A tal proposito, va segnalata anche una scadenza intermedia di rilievo: chi intende partecipare alle Graduatorie ATA 24 mesi 2026 — il concorso per soli titoli che alimenta le graduatorie provinciali permanenti di prima fascia — ha a disposizione una finestra di domanda sul portale POLIS Istanze Online fino alle ore 14:00 del 19 maggio 2026, secondo quanto disposto dalla nota MIM relativa al provvedimento.

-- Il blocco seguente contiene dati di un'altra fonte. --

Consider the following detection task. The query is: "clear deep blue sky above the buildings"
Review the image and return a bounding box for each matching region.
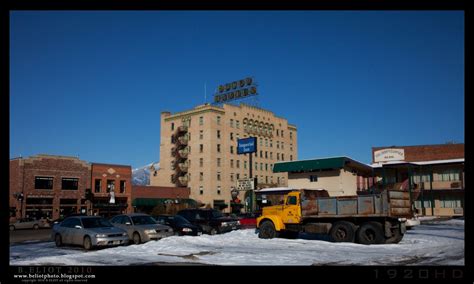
[10,11,465,168]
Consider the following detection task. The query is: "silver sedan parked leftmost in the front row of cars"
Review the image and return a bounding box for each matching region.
[51,216,128,250]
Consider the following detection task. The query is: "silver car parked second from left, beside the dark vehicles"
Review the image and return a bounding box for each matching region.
[110,213,174,244]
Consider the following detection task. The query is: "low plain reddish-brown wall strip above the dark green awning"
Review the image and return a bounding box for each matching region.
[132,185,191,199]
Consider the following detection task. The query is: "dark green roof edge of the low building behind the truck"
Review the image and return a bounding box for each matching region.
[273,157,372,173]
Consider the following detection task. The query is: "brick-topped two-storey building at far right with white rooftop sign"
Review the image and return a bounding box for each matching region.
[372,143,465,216]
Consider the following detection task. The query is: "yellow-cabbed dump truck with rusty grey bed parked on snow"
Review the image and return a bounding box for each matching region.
[257,189,413,244]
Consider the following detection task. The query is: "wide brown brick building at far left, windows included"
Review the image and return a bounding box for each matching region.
[10,155,90,219]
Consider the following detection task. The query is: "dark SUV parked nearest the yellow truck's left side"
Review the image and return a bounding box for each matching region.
[178,209,240,235]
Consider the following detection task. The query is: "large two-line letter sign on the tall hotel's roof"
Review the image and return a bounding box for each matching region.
[214,77,257,104]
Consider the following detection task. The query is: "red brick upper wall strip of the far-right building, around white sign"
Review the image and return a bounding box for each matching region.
[372,144,464,162]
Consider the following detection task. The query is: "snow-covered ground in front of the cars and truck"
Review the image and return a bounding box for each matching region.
[10,220,464,265]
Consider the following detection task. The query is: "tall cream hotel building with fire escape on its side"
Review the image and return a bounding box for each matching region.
[150,104,297,212]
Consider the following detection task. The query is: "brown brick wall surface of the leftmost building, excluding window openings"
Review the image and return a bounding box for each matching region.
[10,155,90,219]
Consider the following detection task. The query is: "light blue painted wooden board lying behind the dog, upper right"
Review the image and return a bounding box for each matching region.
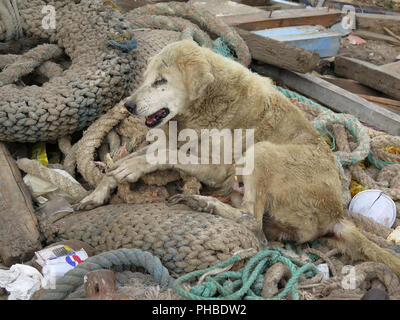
[252,26,341,58]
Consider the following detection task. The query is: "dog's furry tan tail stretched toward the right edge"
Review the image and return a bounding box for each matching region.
[329,218,400,277]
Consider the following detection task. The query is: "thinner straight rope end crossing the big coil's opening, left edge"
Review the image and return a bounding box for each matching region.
[0,44,62,86]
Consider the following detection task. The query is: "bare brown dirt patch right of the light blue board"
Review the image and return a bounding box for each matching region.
[338,37,400,66]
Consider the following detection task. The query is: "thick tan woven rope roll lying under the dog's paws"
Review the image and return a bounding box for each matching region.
[39,202,260,274]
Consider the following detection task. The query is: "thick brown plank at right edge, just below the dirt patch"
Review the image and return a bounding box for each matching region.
[335,56,400,99]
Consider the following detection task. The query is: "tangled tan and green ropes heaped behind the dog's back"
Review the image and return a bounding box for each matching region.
[277,87,400,222]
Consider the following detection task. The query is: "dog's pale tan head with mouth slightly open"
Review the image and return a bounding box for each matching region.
[125,40,214,128]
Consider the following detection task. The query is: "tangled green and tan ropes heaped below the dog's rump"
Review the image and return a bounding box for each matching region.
[174,245,400,300]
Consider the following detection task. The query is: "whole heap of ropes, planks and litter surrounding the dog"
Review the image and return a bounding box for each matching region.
[0,0,400,300]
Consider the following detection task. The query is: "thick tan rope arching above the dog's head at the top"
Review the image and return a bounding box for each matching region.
[129,2,251,66]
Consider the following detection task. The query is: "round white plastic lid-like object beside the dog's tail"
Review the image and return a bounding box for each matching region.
[349,189,396,228]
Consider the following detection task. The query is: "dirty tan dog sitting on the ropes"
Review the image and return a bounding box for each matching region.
[78,40,400,276]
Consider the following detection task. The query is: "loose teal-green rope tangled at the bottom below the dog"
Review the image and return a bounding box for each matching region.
[173,247,319,300]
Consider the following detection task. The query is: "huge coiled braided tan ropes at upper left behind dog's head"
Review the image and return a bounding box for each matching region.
[0,0,251,142]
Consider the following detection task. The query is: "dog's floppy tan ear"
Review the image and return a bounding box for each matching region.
[180,54,214,101]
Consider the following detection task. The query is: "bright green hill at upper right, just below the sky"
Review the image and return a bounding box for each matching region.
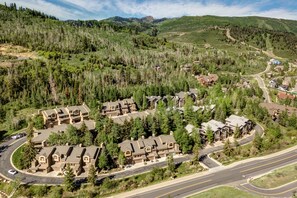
[159,16,297,59]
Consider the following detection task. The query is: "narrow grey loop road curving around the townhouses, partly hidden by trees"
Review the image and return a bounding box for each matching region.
[0,125,263,184]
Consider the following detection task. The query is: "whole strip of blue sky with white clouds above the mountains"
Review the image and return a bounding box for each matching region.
[0,0,297,20]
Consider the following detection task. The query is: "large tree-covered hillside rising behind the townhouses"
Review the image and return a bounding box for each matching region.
[0,4,296,133]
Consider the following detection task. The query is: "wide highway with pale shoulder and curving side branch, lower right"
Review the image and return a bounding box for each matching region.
[114,146,297,198]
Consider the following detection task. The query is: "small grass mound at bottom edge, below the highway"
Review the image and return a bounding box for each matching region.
[189,186,260,198]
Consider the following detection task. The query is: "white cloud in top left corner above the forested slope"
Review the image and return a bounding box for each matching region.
[0,0,83,19]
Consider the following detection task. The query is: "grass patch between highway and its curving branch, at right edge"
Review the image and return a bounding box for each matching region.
[251,164,297,188]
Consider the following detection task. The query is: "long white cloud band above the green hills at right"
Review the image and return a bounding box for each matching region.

Per chi è arrivato preparato a quella scadenza, il vantaggio competitivo in graduatoria è già stato costruito; per chi è rimasto fuori, il prossimo appuntamento utile è il bando di terza fascia del 2027.
La prospettiva strategica sul bando ATA 2027
Le certificazioni informatiche ATA non sono, oggi, un dettaglio della propria domanda di inserimento in graduatoria: sono il primo elemento da pianificare, dato che il sistema definito dal DM 89/2024 ha eretto la CIAD a vera e propria porta d’accesso al sistema e ha riconosciuto alla certificazione informatica aggiuntiva e — per il solo profilo AA — all’Attestato di Dattilografia un peso specifico in graduatoria che, nei margini stretti della terza fascia, può fare la differenza tra una convocazione e un’attesa prolungata.
Nello specifico, costruire il proprio dossier digitale ATA significa, oggi, conoscere a fondo le tre famiglie di certificazioni, sapere quale titolo serve per ciascun profilo, e affidarsi a un ente formativo che soddisfi integralmente i requisiti tecnici prescritti dalla normativa. Ragion per cui la scelta dell’ente con cui costruire il proprio percorso non è una variabile secondaria: è il primo, vero passaggio strategico verso il bando 2027.